Final answer:
The major axis of the ellipse is 8 units, the minor axis is 4 units. The vertices are located at (8, 0) and (-8, 0), and the foci are located at (3.464, 0) and (-3.464, 0). The eccentricity of the ellipse is approximately 0.433, indicating that it is elongated but still fairly close to a circle.
Step-by-step explanation:
The given equation is x² + 4y² = 16. To find the major and minor axes of the ellipse, we need to rewrite the equation in standard form. Dividing both sides by 16, we get x²/16 + y²/4 = 1. Comparing this to the standard form (x²/a² + y²/b² = 1) of an ellipse, we can see that a² = 16 and b² = 4. Therefore, the length of the major axis is 2a = 2√16 = 8 units, and the length of the minor axis is 2b = 2√4 = 4 units.
Since a² > b², the ellipse is longer horizontally and narrower vertically. The center of the ellipse is at (0,0), and the foci can be found using the formula c = √(a² - b²). So, c = √(16 - 4) = √12 ≈ 3.464 units.

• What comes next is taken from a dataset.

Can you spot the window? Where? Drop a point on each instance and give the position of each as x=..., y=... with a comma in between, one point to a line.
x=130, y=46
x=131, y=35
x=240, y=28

The vertices are located at (±a, 0), so the vertices of the ellipse are (8, 0) and (-8, 0). The foci are located at (±c, 0), so the foci of the ellipse are (3.464, 0) and (-3.464, 0). The eccentricity of the ellipse can be calculated using the formula e = c/a, where c is the distance from the center to a focus, and a is half the length of the major axis.
Therefore, the eccentricity of this ellipse is e = 3.464/8 ≈ 0.433. Since the eccentricity is less than 1, this ellipse can be described as elongated but still fairly close to a circle.